Pancreatic Cancer Facts
Pancreatic cancer is a disease in which malignant cells grow in the pancreas, a gland located behind the stomach and in front of the spine. Because of the gland's location deep inside the abdomen, pancreatic cancer is often diagnosed at an advanced stage. Pancreatic cancer is the fourth most common cause of cancer death in men and women in the United States.
Most pancreatic cancer occurs in people older than age 45. More men than women are diagnosed with it. African-Americans are also more likely than Asians, Hispanics, or Caucasians to develop the disease. Other risk factors for pancreatic cancer include: smoking, having diabetes or chronic pancreatitis, and having a family history of the disease. The risk for developing pancreatic cancer triples if a person's mother, father, or a sibling had the disease.
There are several types of pancreatic cancers, including the following: adenocarcinoma of the pancreas (the most common pancreatic cancer, which occurs in the lining of the pancreatic duct), cystadenocarcinoma, and acinar cell carcinoma.

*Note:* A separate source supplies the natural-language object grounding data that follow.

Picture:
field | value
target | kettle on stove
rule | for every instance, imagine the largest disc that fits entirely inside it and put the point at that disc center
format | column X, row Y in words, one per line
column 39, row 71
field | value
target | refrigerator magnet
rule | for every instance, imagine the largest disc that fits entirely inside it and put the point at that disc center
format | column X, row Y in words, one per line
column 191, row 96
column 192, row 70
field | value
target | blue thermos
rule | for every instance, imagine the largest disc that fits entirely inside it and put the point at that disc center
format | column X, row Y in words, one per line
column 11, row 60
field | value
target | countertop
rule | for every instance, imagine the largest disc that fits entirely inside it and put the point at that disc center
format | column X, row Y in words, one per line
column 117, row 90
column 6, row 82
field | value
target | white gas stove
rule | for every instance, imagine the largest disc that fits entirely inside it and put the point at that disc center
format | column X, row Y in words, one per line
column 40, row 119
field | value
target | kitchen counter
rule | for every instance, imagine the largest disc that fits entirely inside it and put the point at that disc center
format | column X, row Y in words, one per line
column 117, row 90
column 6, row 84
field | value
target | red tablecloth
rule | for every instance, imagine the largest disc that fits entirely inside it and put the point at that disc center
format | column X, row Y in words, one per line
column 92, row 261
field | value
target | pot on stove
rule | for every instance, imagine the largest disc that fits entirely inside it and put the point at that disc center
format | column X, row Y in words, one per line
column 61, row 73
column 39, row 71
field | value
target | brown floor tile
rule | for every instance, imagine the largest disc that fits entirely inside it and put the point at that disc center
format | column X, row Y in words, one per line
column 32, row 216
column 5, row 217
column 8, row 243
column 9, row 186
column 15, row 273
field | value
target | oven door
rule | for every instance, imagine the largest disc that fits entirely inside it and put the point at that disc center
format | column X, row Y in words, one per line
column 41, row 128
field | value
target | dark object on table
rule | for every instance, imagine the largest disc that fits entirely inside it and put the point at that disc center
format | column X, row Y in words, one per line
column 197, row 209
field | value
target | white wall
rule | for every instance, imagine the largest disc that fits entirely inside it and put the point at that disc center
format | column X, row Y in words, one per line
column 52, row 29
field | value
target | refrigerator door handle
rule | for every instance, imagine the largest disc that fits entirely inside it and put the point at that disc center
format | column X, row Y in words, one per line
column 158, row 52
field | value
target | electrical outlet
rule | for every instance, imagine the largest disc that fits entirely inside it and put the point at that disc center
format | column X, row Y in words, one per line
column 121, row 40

To diagnose pancreatic cancer, a doctor starts by performing a complete medical history and physical examination and ordering special blood tests. Other procedures used to diagnose pancreatic cancer may include the following:
Ultrasound (also called sonography)—a diagnostic imaging technique that uses high-frequency sound waves to view internal organs of the abdomen such as the liver, pancreas, spleen, and kidneys and to assess blood flow through various vessels
Computed tomography scan (also called a CT or CAT scan)—a diagnostic imaging procedure that uses a combination of X-rays and computer technology to produce cross-sectional images (often called slices) of the body
Magnetic resonance imaging (MRI)—a diagnostic procedure that uses a combination of large magnets, radiofrequencies, and a computer to produce detailed images of organs and structures within the body
Endoscopic retrograde cholangiopancreatography (ERCP)—a procedure that combines X-ray and an endoscope (a long, flexible, lighted tube) to help the doctor diagnose and treat problems in the liver, gallbladder, bile ducts, and pancreas
Percutaneous transhepatic cholangiography (PTC)—a procedure in which a needle is introduced through the skin and into the liver where a dye (contrast) is deposited, and the bile duct structures can be viewed by X-ray
Pancreas biopsy—a procedure in which a sample of pancreatic tissue is removed (with a needle or during surgery) for examination under a microscope
Positron emission tomography (PET)—a procedure that evaluates the function and structure of a particular organ or tissue, allowing the doctor to identify the onset of a disease before anatomical changes related to the disease can be seen with other imaging procedures, such as a CT
Depending upon the type and stage, pancreatic cancer may be treated with medication to relieve or reduce pain, external radiation, conventional chemotherapy, targeted molecular therapy, or surgery to remove the tumor. The type of surgery depends on the stage of the cancer, the location and size of the tumor, and the person's overall health.